Editor's Note: It was a shock to many financial professionals when the proposed regulations required RMDs to commence after the death of the IRA owner. The initial assumption was that the 10-year rule would be similar to the existing 5-year rule and there would be complete latitude to select the amount and timing of distributions. However, the final regulations are likely to specify rules and methods for calculating RMDs during the 10-year period. It appears that the final regulations will now be effective for RMD amounts for qualified retirement plan beneficiaries starting in 2023.
Present Value Estate Regulations Controversy
The IRS has issued proposed regulations (REG-130975-08) on the use of present-value principles as applied to various deductible estate expenses. There had been a public hearing scheduled with the IRS on October 12, but it was canceled after there were no individuals who desired to comment. However, there have been at least six major tax associations that have provided the IRS with comprehensive written comments on the proposed regulations.
The proposed regulations provide a three-year grace period after death before the present-value concepts are applicable. At an American Law Institute (ALI) webinar on October 11, several prominent estate planning attorneys commented on the status of the regulations and the prospects for change before they are finalized. Lawrence Katzenstein, partner in the St. Louis law firm of Thompson Coburn noted, "I think it will be a while before these become effective." He believes there will be significant changes in the final regulations.
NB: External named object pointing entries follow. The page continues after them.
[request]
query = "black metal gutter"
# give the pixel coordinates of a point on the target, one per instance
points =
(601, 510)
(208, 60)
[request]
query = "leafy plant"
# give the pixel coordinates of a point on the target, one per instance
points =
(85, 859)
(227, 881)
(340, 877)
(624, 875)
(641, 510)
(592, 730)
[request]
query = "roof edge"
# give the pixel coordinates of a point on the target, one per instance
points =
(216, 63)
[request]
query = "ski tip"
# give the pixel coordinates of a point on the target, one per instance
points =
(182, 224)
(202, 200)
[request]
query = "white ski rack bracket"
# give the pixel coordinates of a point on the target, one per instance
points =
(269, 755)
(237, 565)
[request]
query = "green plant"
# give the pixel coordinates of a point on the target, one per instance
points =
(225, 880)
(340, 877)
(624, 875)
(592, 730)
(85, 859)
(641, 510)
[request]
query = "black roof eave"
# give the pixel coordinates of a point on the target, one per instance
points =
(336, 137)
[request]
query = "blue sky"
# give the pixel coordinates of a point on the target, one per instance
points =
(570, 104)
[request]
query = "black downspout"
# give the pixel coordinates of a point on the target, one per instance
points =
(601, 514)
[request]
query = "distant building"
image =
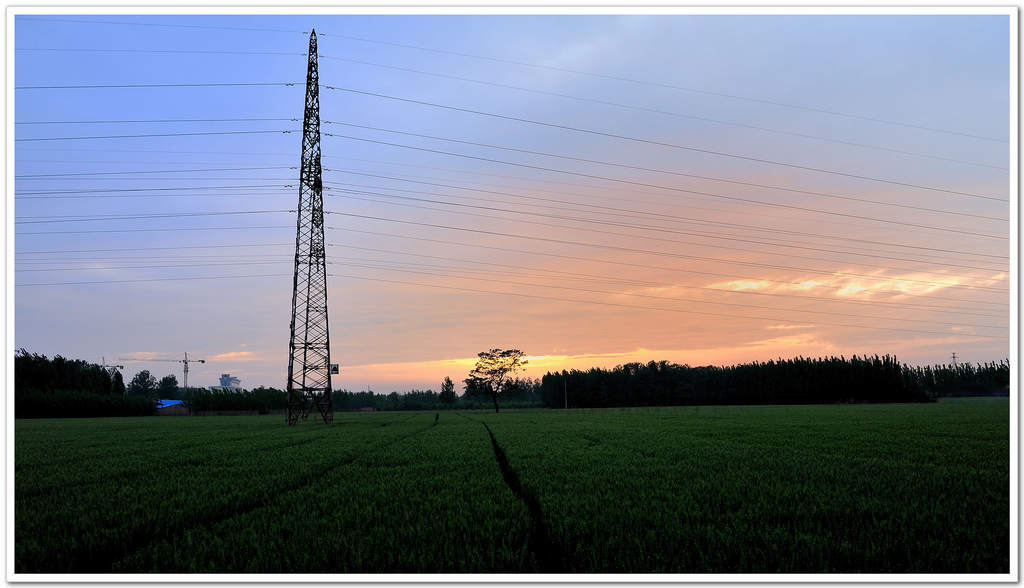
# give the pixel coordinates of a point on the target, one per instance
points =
(227, 381)
(171, 408)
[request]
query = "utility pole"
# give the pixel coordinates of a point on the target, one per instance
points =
(183, 362)
(103, 365)
(309, 365)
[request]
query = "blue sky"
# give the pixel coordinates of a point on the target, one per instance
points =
(942, 72)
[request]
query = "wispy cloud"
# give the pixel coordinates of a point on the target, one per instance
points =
(143, 355)
(236, 357)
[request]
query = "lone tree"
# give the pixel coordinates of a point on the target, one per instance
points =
(143, 384)
(446, 395)
(168, 386)
(495, 368)
(118, 384)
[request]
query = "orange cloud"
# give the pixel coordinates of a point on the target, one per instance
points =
(236, 357)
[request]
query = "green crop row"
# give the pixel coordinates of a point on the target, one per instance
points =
(851, 488)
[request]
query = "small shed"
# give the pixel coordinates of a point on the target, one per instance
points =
(171, 408)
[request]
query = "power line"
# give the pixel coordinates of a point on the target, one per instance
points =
(684, 219)
(671, 86)
(155, 229)
(523, 89)
(199, 51)
(138, 171)
(663, 143)
(662, 253)
(671, 172)
(879, 303)
(673, 189)
(665, 229)
(134, 121)
(154, 135)
(179, 85)
(692, 300)
(40, 194)
(630, 264)
(175, 26)
(152, 248)
(662, 112)
(957, 310)
(154, 280)
(140, 216)
(700, 223)
(519, 294)
(543, 67)
(212, 264)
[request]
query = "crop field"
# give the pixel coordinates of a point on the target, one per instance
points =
(809, 489)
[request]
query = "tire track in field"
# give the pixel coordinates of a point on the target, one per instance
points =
(550, 556)
(242, 508)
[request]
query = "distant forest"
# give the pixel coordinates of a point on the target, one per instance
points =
(61, 387)
(797, 381)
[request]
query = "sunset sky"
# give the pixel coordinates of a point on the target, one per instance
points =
(896, 242)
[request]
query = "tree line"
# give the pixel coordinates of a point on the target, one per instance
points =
(798, 381)
(59, 387)
(62, 387)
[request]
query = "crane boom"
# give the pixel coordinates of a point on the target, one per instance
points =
(184, 363)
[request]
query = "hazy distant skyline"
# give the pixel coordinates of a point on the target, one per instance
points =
(411, 303)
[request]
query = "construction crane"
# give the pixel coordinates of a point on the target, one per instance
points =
(183, 362)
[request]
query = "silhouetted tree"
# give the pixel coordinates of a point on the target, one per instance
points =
(495, 367)
(117, 384)
(446, 395)
(168, 387)
(143, 384)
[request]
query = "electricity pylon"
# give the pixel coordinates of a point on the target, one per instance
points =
(309, 345)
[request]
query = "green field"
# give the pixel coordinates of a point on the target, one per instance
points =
(822, 489)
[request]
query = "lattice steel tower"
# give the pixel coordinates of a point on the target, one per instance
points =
(309, 348)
Kathleen Sherby, senior counsel at Bryan Cave Leighton Paisner LLP, indicated that three years is often not sufficient time to close large estates. In addition, litigation involving an estate could increase that time dramatically. Both the American Institute of CPAs and the Texas State Bar Association Tax Section have asked the IRS for a longer period of time before the present value rules are effective.
Another area of controversy that was discussed in the webinar was the question of necessity for interest expense. Katzenstein stated, "There is very little that is absolutely essential in an estate, but there are many times when it is extremely helpful."
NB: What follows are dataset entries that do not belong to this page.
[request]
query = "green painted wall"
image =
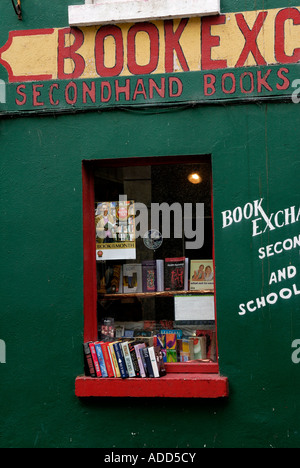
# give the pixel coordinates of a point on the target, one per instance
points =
(255, 151)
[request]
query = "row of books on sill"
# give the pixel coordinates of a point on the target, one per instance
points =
(145, 356)
(170, 274)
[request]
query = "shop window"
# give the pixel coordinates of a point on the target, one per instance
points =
(149, 278)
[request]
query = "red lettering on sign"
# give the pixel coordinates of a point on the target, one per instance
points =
(233, 83)
(281, 18)
(52, 87)
(262, 81)
(209, 41)
(35, 94)
(153, 34)
(286, 82)
(209, 85)
(20, 92)
(160, 91)
(178, 84)
(68, 93)
(105, 89)
(251, 38)
(122, 90)
(172, 44)
(70, 52)
(139, 89)
(102, 34)
(91, 92)
(243, 76)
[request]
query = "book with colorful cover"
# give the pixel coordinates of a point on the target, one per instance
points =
(88, 361)
(201, 275)
(174, 274)
(149, 273)
(109, 278)
(95, 359)
(145, 352)
(101, 359)
(153, 361)
(134, 358)
(107, 359)
(138, 349)
(114, 359)
(132, 278)
(127, 359)
(115, 230)
(120, 360)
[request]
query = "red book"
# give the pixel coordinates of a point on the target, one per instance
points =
(95, 359)
(107, 359)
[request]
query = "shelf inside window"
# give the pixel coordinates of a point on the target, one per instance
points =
(117, 296)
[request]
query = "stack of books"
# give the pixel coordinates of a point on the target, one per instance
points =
(139, 358)
(170, 274)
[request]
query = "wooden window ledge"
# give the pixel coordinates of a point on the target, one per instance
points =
(173, 385)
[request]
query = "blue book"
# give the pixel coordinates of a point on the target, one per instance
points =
(121, 360)
(145, 352)
(101, 360)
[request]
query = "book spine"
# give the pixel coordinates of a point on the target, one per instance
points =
(160, 275)
(134, 360)
(90, 368)
(101, 360)
(138, 351)
(153, 362)
(107, 359)
(95, 359)
(145, 352)
(128, 360)
(120, 360)
(114, 361)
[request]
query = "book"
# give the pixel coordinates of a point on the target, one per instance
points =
(198, 347)
(101, 359)
(210, 343)
(145, 352)
(120, 359)
(95, 359)
(114, 359)
(108, 278)
(149, 273)
(153, 361)
(137, 349)
(88, 361)
(160, 275)
(201, 275)
(132, 278)
(184, 350)
(107, 359)
(127, 358)
(160, 361)
(115, 230)
(174, 274)
(134, 358)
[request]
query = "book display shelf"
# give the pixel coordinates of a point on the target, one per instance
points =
(149, 298)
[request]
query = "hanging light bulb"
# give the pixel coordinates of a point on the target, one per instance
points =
(195, 178)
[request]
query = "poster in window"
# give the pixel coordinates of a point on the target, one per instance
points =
(115, 230)
(202, 275)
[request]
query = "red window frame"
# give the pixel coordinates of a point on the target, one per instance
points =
(186, 380)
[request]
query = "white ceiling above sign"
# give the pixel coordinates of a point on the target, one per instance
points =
(123, 11)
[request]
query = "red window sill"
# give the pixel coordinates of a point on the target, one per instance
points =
(173, 385)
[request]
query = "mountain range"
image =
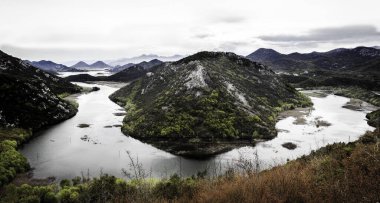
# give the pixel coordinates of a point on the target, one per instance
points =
(359, 59)
(29, 96)
(144, 57)
(205, 104)
(51, 66)
(126, 73)
(96, 65)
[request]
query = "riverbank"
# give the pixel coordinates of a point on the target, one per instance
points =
(335, 173)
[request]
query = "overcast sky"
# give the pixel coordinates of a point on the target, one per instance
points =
(69, 30)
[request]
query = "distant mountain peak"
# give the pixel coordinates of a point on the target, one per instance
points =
(80, 64)
(100, 64)
(264, 54)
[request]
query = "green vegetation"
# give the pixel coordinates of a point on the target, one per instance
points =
(374, 119)
(335, 173)
(209, 98)
(11, 161)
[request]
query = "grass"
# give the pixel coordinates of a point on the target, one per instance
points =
(335, 173)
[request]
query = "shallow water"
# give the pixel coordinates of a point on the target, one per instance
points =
(92, 72)
(59, 151)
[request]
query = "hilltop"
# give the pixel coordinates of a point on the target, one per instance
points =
(205, 104)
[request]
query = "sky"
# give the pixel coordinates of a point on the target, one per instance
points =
(72, 30)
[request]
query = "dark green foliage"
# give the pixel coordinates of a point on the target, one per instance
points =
(374, 119)
(236, 103)
(12, 161)
(28, 96)
(176, 187)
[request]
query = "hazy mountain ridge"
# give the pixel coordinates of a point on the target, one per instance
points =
(338, 59)
(95, 65)
(127, 73)
(51, 66)
(184, 107)
(144, 57)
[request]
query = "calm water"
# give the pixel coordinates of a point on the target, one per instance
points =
(92, 72)
(59, 151)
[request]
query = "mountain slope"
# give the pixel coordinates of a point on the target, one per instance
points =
(28, 96)
(144, 57)
(100, 64)
(338, 59)
(205, 103)
(128, 73)
(80, 64)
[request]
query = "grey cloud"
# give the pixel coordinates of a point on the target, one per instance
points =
(344, 34)
(230, 19)
(203, 36)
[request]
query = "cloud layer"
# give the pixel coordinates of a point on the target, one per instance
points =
(331, 34)
(98, 29)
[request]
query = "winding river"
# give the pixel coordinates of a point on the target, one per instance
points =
(66, 151)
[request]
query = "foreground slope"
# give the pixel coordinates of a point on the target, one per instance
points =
(28, 96)
(359, 59)
(205, 104)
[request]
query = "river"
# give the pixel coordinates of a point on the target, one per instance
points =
(65, 150)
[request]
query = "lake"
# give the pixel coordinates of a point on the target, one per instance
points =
(66, 150)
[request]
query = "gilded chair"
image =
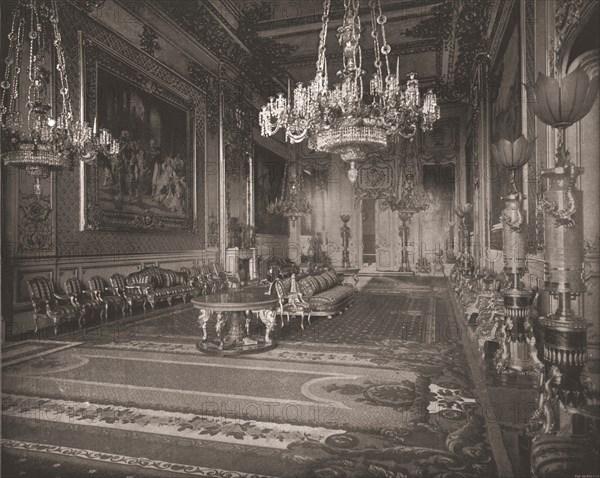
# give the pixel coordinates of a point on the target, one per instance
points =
(291, 301)
(82, 298)
(47, 304)
(131, 293)
(211, 284)
(107, 296)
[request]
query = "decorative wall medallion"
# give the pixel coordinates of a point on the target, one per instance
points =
(149, 40)
(35, 223)
(375, 180)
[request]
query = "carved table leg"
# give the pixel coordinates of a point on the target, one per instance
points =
(234, 335)
(221, 321)
(268, 318)
(202, 321)
(248, 318)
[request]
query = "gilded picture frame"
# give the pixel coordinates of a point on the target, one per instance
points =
(150, 184)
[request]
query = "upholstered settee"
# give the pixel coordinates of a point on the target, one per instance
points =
(163, 284)
(324, 292)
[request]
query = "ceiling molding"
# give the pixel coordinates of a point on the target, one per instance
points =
(392, 10)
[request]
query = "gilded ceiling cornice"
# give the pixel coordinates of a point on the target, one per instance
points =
(337, 12)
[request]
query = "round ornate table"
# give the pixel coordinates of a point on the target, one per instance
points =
(235, 307)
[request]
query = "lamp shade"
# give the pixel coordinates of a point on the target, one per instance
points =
(463, 210)
(512, 155)
(560, 104)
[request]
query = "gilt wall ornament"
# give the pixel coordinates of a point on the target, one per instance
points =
(35, 223)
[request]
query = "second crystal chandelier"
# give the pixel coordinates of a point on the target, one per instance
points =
(338, 120)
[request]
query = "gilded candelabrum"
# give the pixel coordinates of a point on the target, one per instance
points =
(567, 416)
(345, 236)
(466, 263)
(564, 332)
(517, 351)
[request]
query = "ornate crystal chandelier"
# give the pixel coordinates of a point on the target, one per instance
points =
(45, 141)
(292, 203)
(338, 120)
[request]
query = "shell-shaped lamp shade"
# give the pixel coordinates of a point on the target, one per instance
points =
(560, 104)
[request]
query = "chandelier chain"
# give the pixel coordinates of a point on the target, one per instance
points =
(335, 119)
(67, 112)
(321, 62)
(385, 49)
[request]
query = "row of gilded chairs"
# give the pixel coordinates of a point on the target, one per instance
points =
(77, 304)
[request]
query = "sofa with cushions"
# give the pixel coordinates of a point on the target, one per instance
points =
(325, 293)
(163, 284)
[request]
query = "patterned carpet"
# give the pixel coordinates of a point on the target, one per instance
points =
(379, 391)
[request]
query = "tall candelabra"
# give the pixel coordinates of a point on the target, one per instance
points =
(466, 263)
(345, 236)
(518, 352)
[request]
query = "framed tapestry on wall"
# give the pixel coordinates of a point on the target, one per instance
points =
(269, 171)
(150, 184)
(505, 97)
Katzenstein and other estate planners noted that it is extremely difficult to specify when a loan is "essential" and when it is merely convenient.
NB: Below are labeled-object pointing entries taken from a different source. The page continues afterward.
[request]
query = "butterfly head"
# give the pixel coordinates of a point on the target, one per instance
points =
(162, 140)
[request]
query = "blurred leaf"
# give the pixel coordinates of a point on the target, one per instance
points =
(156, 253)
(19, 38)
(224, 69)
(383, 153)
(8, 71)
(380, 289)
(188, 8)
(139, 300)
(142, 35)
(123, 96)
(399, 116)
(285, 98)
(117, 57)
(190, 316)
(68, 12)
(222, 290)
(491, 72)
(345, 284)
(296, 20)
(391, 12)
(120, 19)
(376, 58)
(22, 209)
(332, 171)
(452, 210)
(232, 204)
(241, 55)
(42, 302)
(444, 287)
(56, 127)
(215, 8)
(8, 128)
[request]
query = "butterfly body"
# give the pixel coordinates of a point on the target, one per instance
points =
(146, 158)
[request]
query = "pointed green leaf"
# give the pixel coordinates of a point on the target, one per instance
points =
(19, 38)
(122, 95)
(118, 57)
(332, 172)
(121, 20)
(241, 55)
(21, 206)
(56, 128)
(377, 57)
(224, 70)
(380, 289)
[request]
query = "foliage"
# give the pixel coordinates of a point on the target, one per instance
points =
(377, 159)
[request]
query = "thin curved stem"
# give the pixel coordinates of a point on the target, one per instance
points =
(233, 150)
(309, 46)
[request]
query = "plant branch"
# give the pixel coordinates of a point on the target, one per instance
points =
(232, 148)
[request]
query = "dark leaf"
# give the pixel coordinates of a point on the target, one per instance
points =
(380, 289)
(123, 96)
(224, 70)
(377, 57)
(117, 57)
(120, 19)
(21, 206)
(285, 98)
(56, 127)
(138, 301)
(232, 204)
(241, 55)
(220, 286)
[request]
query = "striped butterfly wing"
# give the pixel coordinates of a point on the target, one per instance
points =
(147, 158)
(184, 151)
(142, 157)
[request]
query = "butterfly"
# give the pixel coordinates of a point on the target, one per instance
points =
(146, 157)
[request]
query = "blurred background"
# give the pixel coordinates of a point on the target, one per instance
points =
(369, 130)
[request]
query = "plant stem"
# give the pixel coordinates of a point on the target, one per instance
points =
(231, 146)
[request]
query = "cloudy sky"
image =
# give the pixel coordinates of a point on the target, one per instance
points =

The proposed regulations attempt to address the issue by stating that loans that are "contrived" will be deemed nondeductible. Sherby noted this "contrived" standard will be difficult to determine. She pondered what factors would be used to determine if an estate is substantially diminished, including if intent will be imputed to the decedent or if gifts to family will be scrutinized.
The regulations appear to be focused on cases in which families with large estates have made significant changes to their plans within days or a few weeks of death. These are viewed by the IRS as creating an intentional liquidity problem. While the regulations seem to be focused on attacking these cases, the estate planning attorneys at the ALI webinar were concerned that the regulations might overreach and impact normal estate planning.
Applicable Federal Rate of 4.0% for October -- Rev. Rul. 2022-18; 2022-40 IRB 1 (16 September 2022)
The IRS has announced the Applicable Federal Rate (AFR) for October of 2022. The AFR under Section 7520 for the month of October is 4.0%. The rates for September of 3.6% or August of 3.8% also may be used. The highest AFR is beneficial for charitable deductions of remainder interests. The lowest AFR is best for lead trusts and life estate reserved agreements. With a gift annuity, if the annuitant desires greater tax-free payments the lowest AFR is preferable. During 2022, pooled income funds in existence less than three tax years must use a 1.6% deemed rate of return.